Beyond algorithms, I architect production systems that scale:

  • Distributed Training: Cloud-native GPU training infrastructure, experiment tracking with Weights & Biases
  • High-Performance Computing: Async-first microservices with GPU acceleration, batch optimization, and memory-efficient processing
  • Research Infrastructure: End-to-end ML pipelines with automated hyperparameter optimization, comprehensive testing frameworks (80%+ coverage), and reproducible experiment workflows

Academic Rigor in Industry

My PhD background in experimental physics provides a unique analytical approach to engineering challenges. I approach each problem with scientific methodology—forming hypotheses, designing controlled experiments, and validating results through rigorous testing.
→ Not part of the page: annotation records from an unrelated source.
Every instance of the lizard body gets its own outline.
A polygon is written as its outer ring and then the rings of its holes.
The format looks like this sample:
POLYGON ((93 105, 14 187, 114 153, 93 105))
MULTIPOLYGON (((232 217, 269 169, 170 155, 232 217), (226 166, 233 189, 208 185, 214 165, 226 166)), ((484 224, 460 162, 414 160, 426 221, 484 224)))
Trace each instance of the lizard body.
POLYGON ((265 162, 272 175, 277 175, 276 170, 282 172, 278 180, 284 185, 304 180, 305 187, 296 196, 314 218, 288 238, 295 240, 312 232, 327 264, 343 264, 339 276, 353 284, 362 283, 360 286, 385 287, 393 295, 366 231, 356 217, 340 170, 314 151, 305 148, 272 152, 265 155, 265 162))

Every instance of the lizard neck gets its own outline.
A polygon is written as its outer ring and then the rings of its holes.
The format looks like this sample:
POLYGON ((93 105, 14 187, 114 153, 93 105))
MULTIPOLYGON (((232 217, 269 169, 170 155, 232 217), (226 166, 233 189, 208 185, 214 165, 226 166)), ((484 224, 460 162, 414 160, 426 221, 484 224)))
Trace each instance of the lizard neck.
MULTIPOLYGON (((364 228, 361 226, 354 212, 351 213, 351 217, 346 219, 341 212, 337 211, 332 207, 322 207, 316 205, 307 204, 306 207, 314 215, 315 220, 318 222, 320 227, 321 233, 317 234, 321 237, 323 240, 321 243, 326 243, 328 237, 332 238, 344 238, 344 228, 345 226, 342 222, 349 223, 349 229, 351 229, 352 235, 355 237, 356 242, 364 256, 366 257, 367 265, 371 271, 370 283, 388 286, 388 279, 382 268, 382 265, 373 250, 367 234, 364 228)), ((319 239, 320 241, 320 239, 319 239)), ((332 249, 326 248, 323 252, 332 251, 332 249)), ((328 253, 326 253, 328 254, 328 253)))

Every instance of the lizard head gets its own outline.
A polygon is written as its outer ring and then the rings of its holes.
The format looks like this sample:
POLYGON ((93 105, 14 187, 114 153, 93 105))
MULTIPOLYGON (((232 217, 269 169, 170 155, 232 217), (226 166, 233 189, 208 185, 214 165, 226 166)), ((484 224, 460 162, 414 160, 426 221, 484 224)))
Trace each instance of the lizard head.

This research mindset enables me to:

  • Identify and resolve fundamental issues in published research implementations
  • Design novel approaches to complex AI problems in financial and defense sectors
  • Bridge the gap between academic innovation and commercial viability

Community Leadership

As a technical leader, I contribute to advancing the field through conference talks at EuroPython and PyCon Lithuania, focusing on practical applications of advanced AI techniques. I mentor developers through “AI Code & Coffee Warsaw” and believe in sharing knowledge to elevate the entire community’s technical capabilities.

My goal is to push the boundaries of what’s possible with AI while ensuring these advances translate into robust, ethical, and scalable solutions that solve meaningful real-world problems.